The one-year anniversary of the fall of Saddam has
gotten a lot of attention here at home. We can’t seem to agree on
what it means, this being America and an election year to boot, but
at least we’ve noticed. Most of the talk is about policy, strategy,
who knew what, who told who what, why they didn’t know what they
didn’t know, and so on. All of this probably seems a little silly
when your boots are on the ground, but if you mistake the evening
news for America it’d be easy to believe we think less about you
than our little debates.
If you could watch the news, and I don’t know that I’d
recommend it, you’d hear of little but “failures.” One has to
search pretty hard to find that power and water have been restored,
that employment is back to pre-war levels, that virtually every
hospital, school, and institute of higher learning has been
reopened. Polls show most Iraqi’s think they are better off now,
all thanks to you.
One need look even harder to learn Iraq has an interim
constitution that guarantees the rights of women, freedom of
religion, and the protection of the country’s many ethnic groups,
nearly without precedent in that part of the world. We take those
things for granted here, but you’ve seen what happens when freedom
is stolen at the point of a gun. You also know the truth of what
you’ve done and what Iraq was like, something you won’t see on
television. Don’t let that take one micron from what you’ve done.

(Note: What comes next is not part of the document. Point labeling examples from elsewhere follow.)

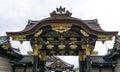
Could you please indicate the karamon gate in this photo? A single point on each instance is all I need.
(61, 34)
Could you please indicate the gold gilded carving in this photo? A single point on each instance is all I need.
(19, 38)
(82, 55)
(50, 46)
(61, 27)
(73, 38)
(38, 33)
(71, 52)
(6, 45)
(61, 46)
(104, 38)
(52, 52)
(95, 52)
(73, 46)
(62, 52)
(30, 52)
(42, 55)
(50, 38)
(84, 33)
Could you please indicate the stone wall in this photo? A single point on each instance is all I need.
(5, 66)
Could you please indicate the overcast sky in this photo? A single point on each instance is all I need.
(14, 15)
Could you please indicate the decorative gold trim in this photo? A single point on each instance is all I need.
(50, 38)
(73, 46)
(38, 33)
(61, 27)
(50, 46)
(6, 45)
(61, 46)
(42, 55)
(73, 38)
(104, 38)
(30, 52)
(19, 38)
(84, 33)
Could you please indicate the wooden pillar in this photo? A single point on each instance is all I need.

And I do mean you, not politicians. Those who don’t
like the war or our policies can take up their beef with them; those
who don’t like the way you’ve carried out your orders need a history
lesson.
Do you know how long it took the United States to pull
its troops out of Germany, Italy, and Japan after World War II? Me
either, because we haven’t. I do know it took seven years to
restore civilian rule to Japan; Iraqis are scheduled to govern
themselves in June.
It will be a monumental task and I won’t begin to guess
how it will work out, but the idea would have been unthinkable this
soon after any other war. Because of you, it just might work in
Iraq. If it doesn’t, June wasn’t your idea. My guess is that you
just want the job done right, as you have already proven.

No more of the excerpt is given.